Er nickte. »Ja. Zum Teil.« , antwortete er. »Und bis eben, fand ich es noch schrecklich.«

»Bis eben?« , hakte sie nach.

»Ja. Hätte nicht gedacht, so eine Schönheit wie dich hier anzutreffen.«

»Eine Schönheit?« Sie lachte und zog verlegen die Lippen ein.

»Ja natürlich. Ich dachte, mein Herz bleibt stehen, als du nach draußen kamst.«

»Jetzt übertreibst du.« Nia musste weiter lachen und schlug leicht auf seinen Oberarm. Dabei bemerkte sie, dass sie tatsächlich rot wurde, als die Hitze in ihr aufstieg.

»Nein glaub' mir. Übertrieben wäre es gewesen, wenn ich gesagt hätte, dass mir dein Lächeln anscheinend als Medizin ausreicht.« , sprach er. »Und dabei wäre es auch die Wahrheit gewesen.« Er zwinkerte ihr zu.

Bekam sie jetzt tatsächlich noch mehr Farbe ins Gesicht?

»Nelio?« Eine Mitarbeiterin in heller Kluft blickte nach draußen. »Du sollst zu Doktor Grundmann.«

Er nickte und stand auf. Die Kippe drückte er in einem kleinen Aschenbecher aus, eh er Nias Hand nahm und ihren Handrücken küsste. »Es war mir eine Ehre. Ich hoffe, wir sehen uns nochmal.«

»Ja. Das ... das hoffe ich auch.« , gab sie mit einem Schmunzeln von sich und blickte ihm nach.

Und auch er sah abermals mit einem Lächeln zu ihr, eh er ins Innere verschwand.

Ihre Mundwinkel blieben oben, als sie vor sich hinsah.

Hatte sie je damit gerechnet, jemanden hier kennenzulernen?

Sie war davon ausgegangen, hier würden nur ... Angeknackste herumrennen. So wie sie, wenn sie es genau nahm.

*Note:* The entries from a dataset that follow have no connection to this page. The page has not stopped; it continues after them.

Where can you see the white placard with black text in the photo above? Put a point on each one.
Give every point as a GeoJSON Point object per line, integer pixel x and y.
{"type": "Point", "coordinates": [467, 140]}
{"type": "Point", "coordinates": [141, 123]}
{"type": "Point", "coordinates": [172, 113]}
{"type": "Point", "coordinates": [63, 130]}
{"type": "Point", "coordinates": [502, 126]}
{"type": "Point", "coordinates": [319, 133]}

Okay, er war es ja auch, aber ... wieso hatte sie bei ihm das Gefühl einen Gleichgesinnten gefunden zu haben?

Weil er im Grunde genauso gestört war wie sie?

Vielleicht ... verstand er sie somit auch besser als alle anderen in ihrem Umfeld? Aufgrund der Sache, da er Ähnliches mit sich durchmachte.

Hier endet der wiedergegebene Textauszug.